La Côte d’Ivoire prévoit la mise en exploitation de sa première unité d’affinage d’or au cours du premier semestre 2027. L’annonce a été faite mercredi 16 septembre 2026 à Abidjan par le ministre des Mines, du Pétrole et de l’Énergie, Mamadou Sangafowa-Coulibaly.

Porté par la Société ivoirienne des métaux précieux (SIMEP), le projet s’inscrit dans la volonté des autorités de renforcer la transformation locale de l’or et d’accroître la valeur ajoutée générée par l’exploitation de cette ressource stratégique.

Vers une transformation locale de l’or

La mise en service de cette unité doit permettre à la Côte d’Ivoire de franchir une nouvelle étape dans la structuration de sa filière aurifère. Jusqu’ici, une partie importante de la production nationale est destinée à l’exportation sous une forme qui ne permet pas au pays de capter l’ensemble de la valeur créée par les opérations d’affinage.

À travers la SIMEP, les autorités souhaitent développer une capacité nationale permettant de traiter l’or produit sur le territoire avant sa commercialisation. Cette orientation participe plus largement à la stratégie de transformation locale des ressources minières.

La SIMEP au cœur du projet

La Société ivoirienne des métaux précieux, entreprise à participation financière publique, porte le projet d’unité d’affinage.

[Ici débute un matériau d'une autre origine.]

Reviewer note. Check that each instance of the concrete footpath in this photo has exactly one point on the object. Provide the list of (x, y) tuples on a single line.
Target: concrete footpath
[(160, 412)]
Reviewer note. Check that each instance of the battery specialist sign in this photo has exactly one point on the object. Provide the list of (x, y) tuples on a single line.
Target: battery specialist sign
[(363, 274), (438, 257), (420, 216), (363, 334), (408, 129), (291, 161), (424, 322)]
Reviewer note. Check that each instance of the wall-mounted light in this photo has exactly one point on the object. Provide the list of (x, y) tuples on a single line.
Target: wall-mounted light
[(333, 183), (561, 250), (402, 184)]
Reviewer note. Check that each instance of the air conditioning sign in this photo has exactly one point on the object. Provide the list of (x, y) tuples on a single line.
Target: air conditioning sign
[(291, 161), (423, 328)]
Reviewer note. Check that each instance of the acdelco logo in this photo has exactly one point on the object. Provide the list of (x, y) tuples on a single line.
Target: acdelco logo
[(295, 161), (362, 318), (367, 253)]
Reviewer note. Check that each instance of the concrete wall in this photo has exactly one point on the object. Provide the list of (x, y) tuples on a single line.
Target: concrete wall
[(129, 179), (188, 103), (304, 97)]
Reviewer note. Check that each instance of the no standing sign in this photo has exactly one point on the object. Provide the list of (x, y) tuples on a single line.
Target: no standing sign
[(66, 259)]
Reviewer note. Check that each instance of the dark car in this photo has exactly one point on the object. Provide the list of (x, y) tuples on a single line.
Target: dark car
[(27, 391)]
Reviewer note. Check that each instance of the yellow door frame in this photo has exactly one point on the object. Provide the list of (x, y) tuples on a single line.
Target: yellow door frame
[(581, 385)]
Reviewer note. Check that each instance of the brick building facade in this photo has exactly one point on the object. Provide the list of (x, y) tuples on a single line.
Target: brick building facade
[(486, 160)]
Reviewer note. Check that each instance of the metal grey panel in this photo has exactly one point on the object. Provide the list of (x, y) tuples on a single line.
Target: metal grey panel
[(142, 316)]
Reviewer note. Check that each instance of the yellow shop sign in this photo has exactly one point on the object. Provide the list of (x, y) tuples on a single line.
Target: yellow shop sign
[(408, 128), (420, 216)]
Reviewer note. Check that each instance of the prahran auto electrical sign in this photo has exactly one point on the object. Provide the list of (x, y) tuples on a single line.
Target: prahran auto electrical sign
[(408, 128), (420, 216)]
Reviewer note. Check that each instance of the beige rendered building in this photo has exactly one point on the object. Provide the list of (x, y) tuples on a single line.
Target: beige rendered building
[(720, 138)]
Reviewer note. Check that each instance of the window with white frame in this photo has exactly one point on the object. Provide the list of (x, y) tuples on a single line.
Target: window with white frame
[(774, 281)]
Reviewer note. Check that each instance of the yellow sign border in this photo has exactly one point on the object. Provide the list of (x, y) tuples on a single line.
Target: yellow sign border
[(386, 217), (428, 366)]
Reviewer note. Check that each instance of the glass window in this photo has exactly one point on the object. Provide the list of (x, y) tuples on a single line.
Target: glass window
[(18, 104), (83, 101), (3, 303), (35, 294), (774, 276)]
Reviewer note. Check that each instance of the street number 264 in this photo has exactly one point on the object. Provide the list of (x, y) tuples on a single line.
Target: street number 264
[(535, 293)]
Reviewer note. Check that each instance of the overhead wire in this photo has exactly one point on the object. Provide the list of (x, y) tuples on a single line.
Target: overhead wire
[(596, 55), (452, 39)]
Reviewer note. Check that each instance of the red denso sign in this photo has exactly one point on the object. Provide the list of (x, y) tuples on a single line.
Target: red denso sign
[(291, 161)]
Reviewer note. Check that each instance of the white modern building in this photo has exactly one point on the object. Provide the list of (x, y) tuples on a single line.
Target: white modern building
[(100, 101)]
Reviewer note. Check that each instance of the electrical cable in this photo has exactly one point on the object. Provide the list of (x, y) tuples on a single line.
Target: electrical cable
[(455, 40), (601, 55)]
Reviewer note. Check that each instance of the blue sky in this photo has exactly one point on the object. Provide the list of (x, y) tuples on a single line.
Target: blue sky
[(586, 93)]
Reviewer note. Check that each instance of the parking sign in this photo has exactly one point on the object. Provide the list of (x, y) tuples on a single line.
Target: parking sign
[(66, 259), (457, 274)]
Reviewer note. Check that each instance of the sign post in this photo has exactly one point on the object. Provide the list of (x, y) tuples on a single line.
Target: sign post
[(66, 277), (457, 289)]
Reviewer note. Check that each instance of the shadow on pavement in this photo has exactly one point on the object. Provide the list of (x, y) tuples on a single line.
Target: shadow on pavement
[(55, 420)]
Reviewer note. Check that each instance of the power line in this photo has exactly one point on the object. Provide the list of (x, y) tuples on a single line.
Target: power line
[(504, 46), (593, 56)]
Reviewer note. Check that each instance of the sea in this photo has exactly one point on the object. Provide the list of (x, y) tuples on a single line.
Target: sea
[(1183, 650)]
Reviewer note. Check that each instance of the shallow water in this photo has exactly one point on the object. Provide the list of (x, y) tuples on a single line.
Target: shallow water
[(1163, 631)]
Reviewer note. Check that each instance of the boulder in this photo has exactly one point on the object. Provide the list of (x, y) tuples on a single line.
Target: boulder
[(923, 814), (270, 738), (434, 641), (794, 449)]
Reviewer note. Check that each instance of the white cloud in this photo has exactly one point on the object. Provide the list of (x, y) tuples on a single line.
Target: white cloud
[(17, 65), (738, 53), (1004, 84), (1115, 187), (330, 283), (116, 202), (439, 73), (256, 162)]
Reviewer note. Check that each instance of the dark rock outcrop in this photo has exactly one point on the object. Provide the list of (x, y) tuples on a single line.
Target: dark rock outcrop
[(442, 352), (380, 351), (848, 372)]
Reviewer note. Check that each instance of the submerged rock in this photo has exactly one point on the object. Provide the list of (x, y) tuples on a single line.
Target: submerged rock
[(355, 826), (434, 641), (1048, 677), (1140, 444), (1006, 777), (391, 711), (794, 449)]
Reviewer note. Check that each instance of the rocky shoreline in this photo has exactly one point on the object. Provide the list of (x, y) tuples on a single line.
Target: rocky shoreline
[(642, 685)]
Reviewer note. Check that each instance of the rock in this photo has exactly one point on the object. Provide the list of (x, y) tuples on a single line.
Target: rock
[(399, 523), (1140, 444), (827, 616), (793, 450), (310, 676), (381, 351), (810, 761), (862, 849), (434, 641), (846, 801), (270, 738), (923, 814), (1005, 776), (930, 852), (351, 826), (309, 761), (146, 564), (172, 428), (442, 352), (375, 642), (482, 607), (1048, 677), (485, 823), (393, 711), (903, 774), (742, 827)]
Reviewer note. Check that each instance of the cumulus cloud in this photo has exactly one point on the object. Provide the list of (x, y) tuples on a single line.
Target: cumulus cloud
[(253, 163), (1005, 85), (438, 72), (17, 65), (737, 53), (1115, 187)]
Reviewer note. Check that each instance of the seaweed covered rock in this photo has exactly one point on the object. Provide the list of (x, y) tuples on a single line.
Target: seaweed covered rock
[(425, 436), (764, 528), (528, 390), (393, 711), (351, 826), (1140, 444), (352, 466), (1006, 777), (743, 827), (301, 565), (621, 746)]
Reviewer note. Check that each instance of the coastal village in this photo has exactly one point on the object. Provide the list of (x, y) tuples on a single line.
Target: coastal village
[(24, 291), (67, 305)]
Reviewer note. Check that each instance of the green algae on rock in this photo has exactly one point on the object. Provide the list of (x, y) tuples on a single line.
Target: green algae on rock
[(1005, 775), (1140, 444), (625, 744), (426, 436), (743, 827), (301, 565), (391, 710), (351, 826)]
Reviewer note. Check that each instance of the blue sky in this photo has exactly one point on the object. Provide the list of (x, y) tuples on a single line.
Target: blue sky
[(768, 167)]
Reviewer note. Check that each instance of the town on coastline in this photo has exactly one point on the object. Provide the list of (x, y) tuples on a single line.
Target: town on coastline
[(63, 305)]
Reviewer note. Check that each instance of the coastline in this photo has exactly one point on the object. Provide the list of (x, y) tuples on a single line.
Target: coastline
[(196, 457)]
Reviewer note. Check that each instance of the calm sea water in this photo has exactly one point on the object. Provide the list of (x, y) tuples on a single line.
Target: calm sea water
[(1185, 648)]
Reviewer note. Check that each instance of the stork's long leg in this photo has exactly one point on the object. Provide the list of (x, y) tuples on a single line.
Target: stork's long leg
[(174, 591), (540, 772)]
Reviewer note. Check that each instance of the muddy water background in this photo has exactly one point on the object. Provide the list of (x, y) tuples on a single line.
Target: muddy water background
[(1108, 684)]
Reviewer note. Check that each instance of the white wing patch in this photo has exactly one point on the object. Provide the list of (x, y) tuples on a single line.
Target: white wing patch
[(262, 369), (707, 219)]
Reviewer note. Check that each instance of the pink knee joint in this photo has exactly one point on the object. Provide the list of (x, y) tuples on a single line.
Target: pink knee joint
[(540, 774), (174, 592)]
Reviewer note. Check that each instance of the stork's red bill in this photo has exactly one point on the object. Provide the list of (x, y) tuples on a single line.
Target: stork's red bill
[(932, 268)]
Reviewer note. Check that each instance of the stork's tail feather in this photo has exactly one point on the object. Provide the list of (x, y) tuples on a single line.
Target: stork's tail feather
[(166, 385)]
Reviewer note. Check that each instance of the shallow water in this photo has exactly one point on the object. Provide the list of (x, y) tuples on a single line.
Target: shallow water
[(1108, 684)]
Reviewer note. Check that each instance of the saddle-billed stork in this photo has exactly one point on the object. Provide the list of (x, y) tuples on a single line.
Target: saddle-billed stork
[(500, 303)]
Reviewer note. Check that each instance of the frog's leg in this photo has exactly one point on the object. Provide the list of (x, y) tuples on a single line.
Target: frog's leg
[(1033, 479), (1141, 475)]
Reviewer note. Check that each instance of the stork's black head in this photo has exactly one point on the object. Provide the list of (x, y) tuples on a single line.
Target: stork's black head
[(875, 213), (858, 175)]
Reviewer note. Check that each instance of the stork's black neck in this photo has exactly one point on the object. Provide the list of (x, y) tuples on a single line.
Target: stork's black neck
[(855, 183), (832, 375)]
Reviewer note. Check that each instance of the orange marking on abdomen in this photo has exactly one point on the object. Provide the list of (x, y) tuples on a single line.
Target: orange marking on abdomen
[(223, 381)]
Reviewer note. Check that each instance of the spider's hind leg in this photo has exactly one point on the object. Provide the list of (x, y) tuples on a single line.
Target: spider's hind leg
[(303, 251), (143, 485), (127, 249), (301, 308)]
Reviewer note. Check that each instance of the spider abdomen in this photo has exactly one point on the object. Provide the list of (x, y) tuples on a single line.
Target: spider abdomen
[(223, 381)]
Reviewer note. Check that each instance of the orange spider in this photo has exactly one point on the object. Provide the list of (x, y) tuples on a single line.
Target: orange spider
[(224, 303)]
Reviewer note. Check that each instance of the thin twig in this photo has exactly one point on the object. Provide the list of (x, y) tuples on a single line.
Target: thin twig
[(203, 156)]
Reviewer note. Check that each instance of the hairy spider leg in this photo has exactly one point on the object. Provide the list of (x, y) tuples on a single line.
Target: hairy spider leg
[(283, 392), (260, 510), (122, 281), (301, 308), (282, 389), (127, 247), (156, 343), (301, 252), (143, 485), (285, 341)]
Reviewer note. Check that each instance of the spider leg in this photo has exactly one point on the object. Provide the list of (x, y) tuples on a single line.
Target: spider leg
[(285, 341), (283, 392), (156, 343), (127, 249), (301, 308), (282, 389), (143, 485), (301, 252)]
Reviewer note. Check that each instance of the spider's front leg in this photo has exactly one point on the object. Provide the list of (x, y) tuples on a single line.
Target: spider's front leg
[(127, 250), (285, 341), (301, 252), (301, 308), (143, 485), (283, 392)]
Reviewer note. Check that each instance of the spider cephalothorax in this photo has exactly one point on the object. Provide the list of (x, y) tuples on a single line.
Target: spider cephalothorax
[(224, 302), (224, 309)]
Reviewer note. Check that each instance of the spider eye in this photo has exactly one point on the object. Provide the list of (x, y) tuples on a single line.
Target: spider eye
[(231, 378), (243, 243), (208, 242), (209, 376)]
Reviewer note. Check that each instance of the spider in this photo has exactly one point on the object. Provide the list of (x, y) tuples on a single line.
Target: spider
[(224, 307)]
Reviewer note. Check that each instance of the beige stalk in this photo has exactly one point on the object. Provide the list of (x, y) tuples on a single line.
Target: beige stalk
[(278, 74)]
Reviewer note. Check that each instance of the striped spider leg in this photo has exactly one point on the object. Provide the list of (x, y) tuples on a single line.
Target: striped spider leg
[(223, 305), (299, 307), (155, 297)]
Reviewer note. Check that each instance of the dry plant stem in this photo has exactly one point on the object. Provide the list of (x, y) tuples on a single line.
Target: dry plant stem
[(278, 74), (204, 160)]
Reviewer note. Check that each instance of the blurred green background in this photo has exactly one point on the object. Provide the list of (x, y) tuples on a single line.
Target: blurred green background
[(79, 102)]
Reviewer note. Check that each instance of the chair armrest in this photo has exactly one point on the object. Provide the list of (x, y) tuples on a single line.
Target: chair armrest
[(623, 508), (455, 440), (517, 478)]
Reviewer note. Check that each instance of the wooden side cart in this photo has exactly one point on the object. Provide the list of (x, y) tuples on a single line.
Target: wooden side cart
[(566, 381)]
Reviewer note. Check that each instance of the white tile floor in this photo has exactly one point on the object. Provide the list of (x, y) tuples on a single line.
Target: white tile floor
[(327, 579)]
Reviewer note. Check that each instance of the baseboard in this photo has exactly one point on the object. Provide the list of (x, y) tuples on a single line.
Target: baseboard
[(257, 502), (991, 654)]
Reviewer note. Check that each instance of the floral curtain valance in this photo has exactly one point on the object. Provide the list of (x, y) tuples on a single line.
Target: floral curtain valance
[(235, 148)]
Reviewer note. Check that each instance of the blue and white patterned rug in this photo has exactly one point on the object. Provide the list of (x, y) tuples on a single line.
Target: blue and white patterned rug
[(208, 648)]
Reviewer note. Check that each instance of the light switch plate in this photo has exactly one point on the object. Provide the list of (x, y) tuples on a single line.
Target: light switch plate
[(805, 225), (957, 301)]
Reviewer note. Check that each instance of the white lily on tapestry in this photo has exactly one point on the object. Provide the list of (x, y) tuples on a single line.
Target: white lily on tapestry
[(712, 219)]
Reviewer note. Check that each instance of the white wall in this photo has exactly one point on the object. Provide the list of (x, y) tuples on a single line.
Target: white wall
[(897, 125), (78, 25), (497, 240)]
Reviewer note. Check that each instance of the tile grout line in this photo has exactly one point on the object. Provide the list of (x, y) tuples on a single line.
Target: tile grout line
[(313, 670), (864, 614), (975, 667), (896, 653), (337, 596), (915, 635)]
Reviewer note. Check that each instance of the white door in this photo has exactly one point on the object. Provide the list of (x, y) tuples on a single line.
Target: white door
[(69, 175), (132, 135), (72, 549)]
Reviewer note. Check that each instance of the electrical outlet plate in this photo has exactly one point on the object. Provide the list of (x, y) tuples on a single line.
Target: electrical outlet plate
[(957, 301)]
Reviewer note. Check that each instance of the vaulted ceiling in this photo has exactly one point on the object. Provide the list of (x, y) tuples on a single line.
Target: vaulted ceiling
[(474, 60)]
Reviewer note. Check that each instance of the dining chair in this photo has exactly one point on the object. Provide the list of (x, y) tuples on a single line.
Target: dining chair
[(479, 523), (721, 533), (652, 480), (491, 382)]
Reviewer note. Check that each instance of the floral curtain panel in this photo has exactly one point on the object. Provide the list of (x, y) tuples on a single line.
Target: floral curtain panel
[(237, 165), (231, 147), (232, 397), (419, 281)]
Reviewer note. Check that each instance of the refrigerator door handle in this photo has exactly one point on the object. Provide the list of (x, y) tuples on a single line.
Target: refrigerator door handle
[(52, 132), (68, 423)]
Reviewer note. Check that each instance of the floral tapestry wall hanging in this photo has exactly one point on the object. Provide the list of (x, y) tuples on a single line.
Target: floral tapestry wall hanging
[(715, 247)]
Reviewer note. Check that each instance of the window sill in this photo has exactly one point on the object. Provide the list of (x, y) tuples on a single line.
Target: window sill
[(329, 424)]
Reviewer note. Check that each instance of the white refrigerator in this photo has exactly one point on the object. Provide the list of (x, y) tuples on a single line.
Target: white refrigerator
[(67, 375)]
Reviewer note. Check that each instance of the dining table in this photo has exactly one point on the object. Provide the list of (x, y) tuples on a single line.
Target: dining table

Sa mise en exploitation devrait contribuer à renforcer le rôle de l’État dans la chaîne de valorisation de l’or et à améliorer la maîtrise des opérations liées à cette ressource.

Le développement de cette infrastructure intervient alors que la production aurifère ivoirienne connaît une progression soutenue. Le secteur occupe une place croissante dans l’économie nationale, notamment en matière de recettes publiques, d’investissements et d’activités liées au développement du secteur minier.

Un enjeu économique et stratégique

Au-delà de la capacité industrielle, l’affinage local de l’or représente un enjeu de souveraineté économique. La transformation sur place peut permettre de mieux contrôler les flux de production, de renforcer la traçabilité du métal précieux et de développer des compétences spécialisées dans le pays.

La mise en exploitation annoncée pour le premier semestre 2027 constituera ainsi une étape importante pour la filière aurifère ivoirienne. Pour les autorités, l’objectif est de faire davantage bénéficier l’économie nationale de la richesse générée par ses ressources minières, tout en consolidant les capacités industrielles locales.